UCLA

Hydrophobic organic pollutants (HOPs), such as polyaromatic hydrocarbons primarily from automobile exhausts and dissolved organic matter (DOM) are ubiquitous in the aquatic environment. The association between DOM and HOPs as a bound interaction of DOM-HOPs minimizes the bioavailability of free HOPs and their potential health effects. In addition, DOM is also the precursor of disinfection by-products involving the disinfection treatment processes.

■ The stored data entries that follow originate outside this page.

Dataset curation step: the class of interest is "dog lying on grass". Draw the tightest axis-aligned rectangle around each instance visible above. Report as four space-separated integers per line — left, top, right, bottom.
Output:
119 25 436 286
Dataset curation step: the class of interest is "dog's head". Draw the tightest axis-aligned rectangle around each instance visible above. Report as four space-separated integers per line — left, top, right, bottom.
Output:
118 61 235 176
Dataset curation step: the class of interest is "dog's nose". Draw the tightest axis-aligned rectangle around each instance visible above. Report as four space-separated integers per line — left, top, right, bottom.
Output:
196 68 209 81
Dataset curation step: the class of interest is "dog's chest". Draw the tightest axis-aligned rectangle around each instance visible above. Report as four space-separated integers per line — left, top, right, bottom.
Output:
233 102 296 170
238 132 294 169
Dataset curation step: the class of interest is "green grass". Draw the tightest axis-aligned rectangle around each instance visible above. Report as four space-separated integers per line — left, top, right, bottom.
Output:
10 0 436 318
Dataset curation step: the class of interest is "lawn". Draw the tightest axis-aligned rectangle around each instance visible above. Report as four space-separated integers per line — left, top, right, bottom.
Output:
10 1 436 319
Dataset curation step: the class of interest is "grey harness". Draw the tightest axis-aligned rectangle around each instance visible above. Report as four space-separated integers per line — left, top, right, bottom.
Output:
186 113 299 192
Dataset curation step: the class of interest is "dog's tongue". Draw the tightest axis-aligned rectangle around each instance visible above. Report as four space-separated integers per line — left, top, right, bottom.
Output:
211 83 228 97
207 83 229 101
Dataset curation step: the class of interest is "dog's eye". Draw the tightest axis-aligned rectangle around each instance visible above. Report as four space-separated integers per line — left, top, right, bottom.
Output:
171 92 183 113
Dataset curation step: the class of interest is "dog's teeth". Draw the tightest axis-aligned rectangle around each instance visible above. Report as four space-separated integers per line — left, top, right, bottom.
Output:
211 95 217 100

It is very important to understand the relationship between free and bound HOPs, disinfection by-products, and DOM in drinking water treatment, stormwater runoff and dry weather flow of aquatic environment. This thesis will explore the binding phenomenon between HOPs and DOM in raw and treated water from water treatment plants, after powdered activated carbon treatment, and in stormwater runoff and dry weather flow.

This thesis also introduced the analytical methodologies for characterizing DOM and the hazardous potential of HOPs and thus understanding their relationship. DOM characteristics were measured for: 1) total concentration of organic carbon by dissolved organic carbon (DOC), 2) aromaticity by UV absorbance and specific UV absorbance (SUVA), and 3) size distribution by ultrafiltration (UF), 4) polarity by polarity rapid assessment method (PRAM), 5) UV and fluorescent chemical components by UV spectrometer and fluorescence excitation-emission matrix (EEM) and fluorescence regional integration (FRI). Hazardous potential of HOPs was measured by fluorescence quenching determined partition coefficient KDOM.

Studies have been completed and showed that monitoring both the free and bound forms of HOPs as well as disinfection by-products (such as, trihalomethanes) and their relationship to DOM during drinking water treatment processes is necessary to better understand drinking water quality and give more effective suggestions to optimize treatment processes. In addition, this work showed the relationship between DOM and HOPs in equilibrium with DOM-HOPs needs definition on a seasonal basis to understand the bioavailability of HOPs in dry weather flow and stormwater runoff events. The determination of free and total HOPs has not been considered in the California "State Implementation Plan" for water quality-based effluent limits of HOPs. A method using a standard probe- perylene has been developed to be able to evaluate these situations on a site specific basis since DOM is site specific.

Key findings of this study were: 1) DOM characteristics are different from site to site and affect pollutants removal and formation. 2) Bulk SUVA shows a positive correlation with Log KDOM (R2=74%). Thus, DOM with more aromatic structure can result in higher binding between HOPs and DOM. 3) DOM with higher concentration, aromaticity, and molecular weight can have more ability to form THMs. 4) Under the conditions studied, PAC (20 mg/L) is an effective method to control both THMs and the hazard potential of HOPs. 5) DOM in urban runoff with higher molecular weight and aromaticity can associate with more HOPs. As a result, the distribution of HOPs affected by DOM in urban runoff needs definition on a seasonal basis and runoff types.